Il singolo fu pubblicato il 7 marzo successivo. Le prime 800mila copie furono tutte vendute nel giro di 3 giorni e negli Stati Uniti We are the World fu per settimane al primo posto delle classifiche, come quella di Billboard. Secondo Time era destinata a diventare «il successo del decennio»: ai Grammy Awards del 1986, in effetti, vinse sia il premio di disco sia di canzone dell’anno, e negli anni vendette oltre 20 milioni di copie, raccogliendo decine di milioni di dollari, devoluti a cause umanitarie. Contribuì inoltre all’effetto a catena cominciato con Band Aid, e proseguito con i grossi concerti benefici Farm Aid e Live Aid.

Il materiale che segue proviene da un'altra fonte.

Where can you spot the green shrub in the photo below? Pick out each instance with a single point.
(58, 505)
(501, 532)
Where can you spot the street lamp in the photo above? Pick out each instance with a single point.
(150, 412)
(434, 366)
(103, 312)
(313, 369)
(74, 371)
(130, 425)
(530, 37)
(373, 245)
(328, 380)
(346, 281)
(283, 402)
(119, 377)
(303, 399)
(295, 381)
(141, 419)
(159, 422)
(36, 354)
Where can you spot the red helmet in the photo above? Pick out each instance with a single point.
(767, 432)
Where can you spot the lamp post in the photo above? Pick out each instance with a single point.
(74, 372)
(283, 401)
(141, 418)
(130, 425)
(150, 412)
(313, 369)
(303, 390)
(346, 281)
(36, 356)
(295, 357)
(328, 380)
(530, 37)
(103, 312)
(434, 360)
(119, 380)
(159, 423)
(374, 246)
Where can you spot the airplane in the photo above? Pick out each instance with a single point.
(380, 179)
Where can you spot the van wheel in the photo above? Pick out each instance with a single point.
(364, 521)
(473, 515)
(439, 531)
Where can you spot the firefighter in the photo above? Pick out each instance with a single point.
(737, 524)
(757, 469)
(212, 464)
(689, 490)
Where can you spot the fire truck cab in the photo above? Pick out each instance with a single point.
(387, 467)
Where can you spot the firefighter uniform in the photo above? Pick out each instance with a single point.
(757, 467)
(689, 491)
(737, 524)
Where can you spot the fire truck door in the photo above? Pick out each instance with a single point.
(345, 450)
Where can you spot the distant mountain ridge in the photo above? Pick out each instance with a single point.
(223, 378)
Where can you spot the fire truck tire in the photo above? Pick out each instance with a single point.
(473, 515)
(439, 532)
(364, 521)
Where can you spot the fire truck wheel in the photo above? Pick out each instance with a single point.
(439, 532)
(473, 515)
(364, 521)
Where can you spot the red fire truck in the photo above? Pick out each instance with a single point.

Nel tempo, nonostante il successo, le operazioni dietro a canzoni come questa sono state rivalutate e messe in discussione, specialmente da giornalisti, accademici e attivisti della diaspora africana che hanno criticato il modo in cui hanno banalizzato l’Africa e i suoi problemi. Nel saggio L’Africa non è un Paese, per esempio, il giornalista Dipo Faloyin ha scritto che Do they know it’s Christmas?, l’altra grande operazione di questo tipo, «ha condensato tutti i peggiori stereotipi su un enorme Paese in crisi in un piacevole motivetto di 4 minuti, di così facile ascolto da rimanere inamovibile per decenni nel repertorio annuale delle hit festive suonate nei locali e nei party aziendali».
Sono critiche che, seppur con minore visibilità, emersero anche all’epoca in cui le canzoni furono registrate. Intanto, nel febbraio del 2010, We are the World sarebbe stata registrata di nuovo da decine di artisti per raccogliere fondi per Haiti, uno dei Paesi più poveri del mondo, appena colpito da un devastante terremoto: tra questi c’erano Justin Bieber, Barbra Streisand, Snoop Dogg, Celine Dion, Miley Cyrus, Usher e Pink.